The second is Central Asia, focusing on Kyrgyzstan, where there is a power vacuum, with many exogenous and anti-Russian actors trying to put their stamp on it.

The third is the nationalist upsurge in Ukraine, which is also being rewarded by President Zelensky. Following Azerbaijan’s attack on Nagorno-Karabakh, there has been talk of an attack on the pro-Russian Donbas, and especially the strategic city of Gorlovka. Yesterday’s agreement, however, may put Ukrainians in second thoughts.

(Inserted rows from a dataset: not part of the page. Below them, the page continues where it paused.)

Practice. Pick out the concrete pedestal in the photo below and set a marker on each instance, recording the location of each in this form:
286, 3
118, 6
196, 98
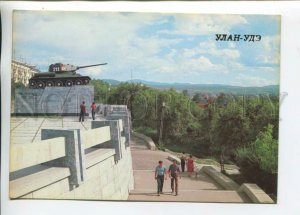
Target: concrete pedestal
53, 100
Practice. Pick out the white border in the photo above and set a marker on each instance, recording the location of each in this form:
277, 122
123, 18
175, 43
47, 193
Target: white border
288, 197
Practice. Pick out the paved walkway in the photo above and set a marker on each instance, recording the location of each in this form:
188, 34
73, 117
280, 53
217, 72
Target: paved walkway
195, 189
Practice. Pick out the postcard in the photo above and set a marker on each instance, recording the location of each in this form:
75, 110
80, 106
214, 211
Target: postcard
133, 107
145, 106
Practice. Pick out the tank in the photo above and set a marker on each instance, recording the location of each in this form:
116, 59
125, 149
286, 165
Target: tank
60, 75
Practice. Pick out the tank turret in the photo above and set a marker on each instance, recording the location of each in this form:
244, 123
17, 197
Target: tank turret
60, 75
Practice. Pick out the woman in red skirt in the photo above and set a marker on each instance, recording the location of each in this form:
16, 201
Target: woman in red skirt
190, 165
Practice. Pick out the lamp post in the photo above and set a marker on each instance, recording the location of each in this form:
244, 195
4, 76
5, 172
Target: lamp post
161, 123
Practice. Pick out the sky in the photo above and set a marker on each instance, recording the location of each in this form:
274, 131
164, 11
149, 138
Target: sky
160, 47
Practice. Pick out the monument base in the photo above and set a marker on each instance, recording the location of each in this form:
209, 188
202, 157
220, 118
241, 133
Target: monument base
53, 101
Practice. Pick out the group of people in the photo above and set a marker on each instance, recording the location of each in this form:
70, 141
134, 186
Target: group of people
161, 175
173, 172
83, 111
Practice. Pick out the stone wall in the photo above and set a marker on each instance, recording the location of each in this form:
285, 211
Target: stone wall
52, 100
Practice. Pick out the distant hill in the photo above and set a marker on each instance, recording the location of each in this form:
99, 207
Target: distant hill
210, 88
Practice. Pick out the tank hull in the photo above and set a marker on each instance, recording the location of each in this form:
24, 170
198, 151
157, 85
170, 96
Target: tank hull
42, 82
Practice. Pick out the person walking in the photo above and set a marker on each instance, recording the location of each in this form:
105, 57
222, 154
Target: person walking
190, 165
93, 107
182, 161
174, 173
160, 176
82, 112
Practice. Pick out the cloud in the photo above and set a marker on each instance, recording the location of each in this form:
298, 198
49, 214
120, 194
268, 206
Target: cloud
270, 50
192, 24
134, 42
211, 49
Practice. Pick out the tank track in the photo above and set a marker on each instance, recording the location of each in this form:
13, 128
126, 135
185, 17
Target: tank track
42, 82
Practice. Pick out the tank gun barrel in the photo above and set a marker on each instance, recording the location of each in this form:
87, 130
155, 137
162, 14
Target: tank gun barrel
100, 64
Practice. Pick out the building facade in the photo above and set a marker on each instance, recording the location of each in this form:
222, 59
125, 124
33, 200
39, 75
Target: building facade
22, 72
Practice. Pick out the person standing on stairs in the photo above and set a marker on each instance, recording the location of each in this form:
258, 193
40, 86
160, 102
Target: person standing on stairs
160, 175
93, 107
82, 112
190, 165
182, 161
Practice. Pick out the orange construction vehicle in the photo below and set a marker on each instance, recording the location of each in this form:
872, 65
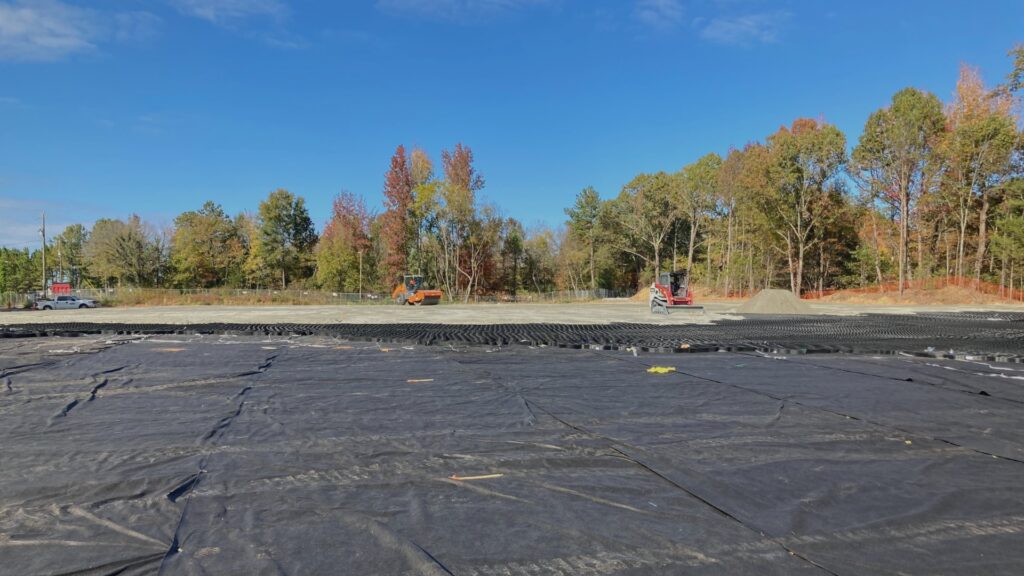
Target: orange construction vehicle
411, 291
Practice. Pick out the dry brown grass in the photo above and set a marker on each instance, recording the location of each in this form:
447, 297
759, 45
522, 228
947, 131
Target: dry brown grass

The fourth front, where things seem to be going anti-Russian, is in Moldova. The defeat of Dodon’s pro-Russian leadership is seen by observers as a given, after his performance in the first round of elections. The finalization of the defeat is considered to open the issue of Transnistria. It is clear that in the case that Russian control is lost there, the union of the region with Romania is extremely likely. This means that NATO will take another step closer to the Russian border.

In conclusion, the developments in Nagorno-Karabakh, when the dust of combat settles, will show the gains of each side, although the gains of Azerbaijan are unquestionable, as are the losses of the Armenians. It remains to be seen, however, whether Moscow will win or lose in this story. It is obvious that it was strengthened geostrategically, but also that it lost in moral prestige as an orthodox force.